Pro-government columnists have denied any economic motivation for the Istanbul suicide, saying that the presence of a book on atheism by British academic Richard Dawkins may have motivated it.
Given the oppressive and prohibitive atmosphere the government has fostered in Turkey and its use of police and judicial repression to shut down political or civil opposition, the suicides could be viewed as a kind of protest by people who had no other way of speaking out.
On the one hand, companies with ties to the ruling Justice and Development Party have their debt restructured or forgiven. On the other, millions of people face legal action when unable to pay debts.
Using a new electronic debt recovery system, the Turkish Treasury and Finance Ministry has, in recent weeks, blocked nearly 4 million people’s salaries and bank accounts over unpaid debts.

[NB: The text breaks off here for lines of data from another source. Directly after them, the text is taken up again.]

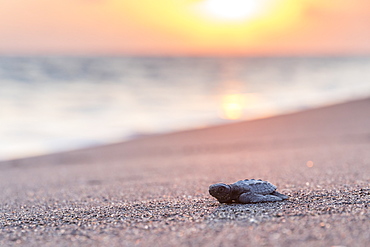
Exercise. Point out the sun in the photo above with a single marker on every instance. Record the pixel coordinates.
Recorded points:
(231, 10)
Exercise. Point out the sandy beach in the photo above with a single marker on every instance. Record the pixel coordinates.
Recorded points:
(154, 191)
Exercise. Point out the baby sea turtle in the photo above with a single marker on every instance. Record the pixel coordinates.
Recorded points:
(246, 191)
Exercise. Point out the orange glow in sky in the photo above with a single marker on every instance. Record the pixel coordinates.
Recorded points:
(185, 27)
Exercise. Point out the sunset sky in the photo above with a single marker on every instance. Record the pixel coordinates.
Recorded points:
(185, 27)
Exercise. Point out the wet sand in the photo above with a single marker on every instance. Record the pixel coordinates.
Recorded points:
(154, 191)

However, the government is unhappy when facts about the economy are reported. There have been reports in pro-government media that it is preparing legal changes that would classify what it calls “economic doom-mongering” as a crime.
Dilek Gungor, a columnist for the pro-government Sabah newspaper, wrote advocating punitive action against critical comments from journalists and social media users on the economy and said she received information about a law being prepared that would prevent people from commenting as they please on the Turkish economy.
The reforms would set a prison sentence of up to 5 years as well as fines for people deemed guilty of spreading “false and misleading information” that could significantly affect the currency and economy, Gungor said.
To this end, amendments are being prepared for Turkey’s capital market, trade and monetary laws as well as the penal code that could see dissident economists, analysts, academics and others subject to prison sentences or fines.
Reports such as Gungor’s intimidated critical commentators before the legal amendments have officially been announced. Treasury and Finance Minister Berat Albayrak, Erdogan’s son-in-law, took things a step further by accusing analysts who criticised the government’s policies of terrorism.
“Some people are going to step forward who call themselves economists and professors but actually they’re working to harm the country... and we don’t see those who try to create negative perceptions of Turkey as any different to terrorists,” said Albayrak.
The minister’s statements add weight to Gungor’s report that legislation banning critical commentary on the economy is being prepared. In any case, figures from Turkey’s business world have been holding their silence for a long time.
The country’s largest business associations have not commented despite a dismal period that has seen a large number of firms going bankrupt, being forced to seek bankruptcy protection or laying off staff, and sharp rises in inflation and bad debt.
Workers and public servants who protest their conditions are attacked by police and arrested. In most provinces, the government-appointed governors routinely prohibit public demonstrations, including news conferences.
The government even took legal measures against onion and potato producers last year in response to price inflation for staple goods. When high prices raised a public outcry, the government accused grocers of stockpiling to manipulate prices, an act it called “food terrorism.” Now it is economists who are facing similar treatment.
“If anyone is to be accused of economic manipulation, lies and misdirection, it should be the president and his son-in-law, Treasury and Finance Minister Berat Albayrak,” said Erdogan Toprak, a member of parliament for the secular main opposition Republican People’s Party.
“They are the ones who demanded that millions of people changed their gold and foreign currency savings for lira,” Toprak said, referring to calls the government made during last year’s currency crisis to stem the fall of the lira.
“Millions of people lost money and the lira didn’t regain value. Then they announced a host of new economic programmes and set targets but achieved none of them,” he said.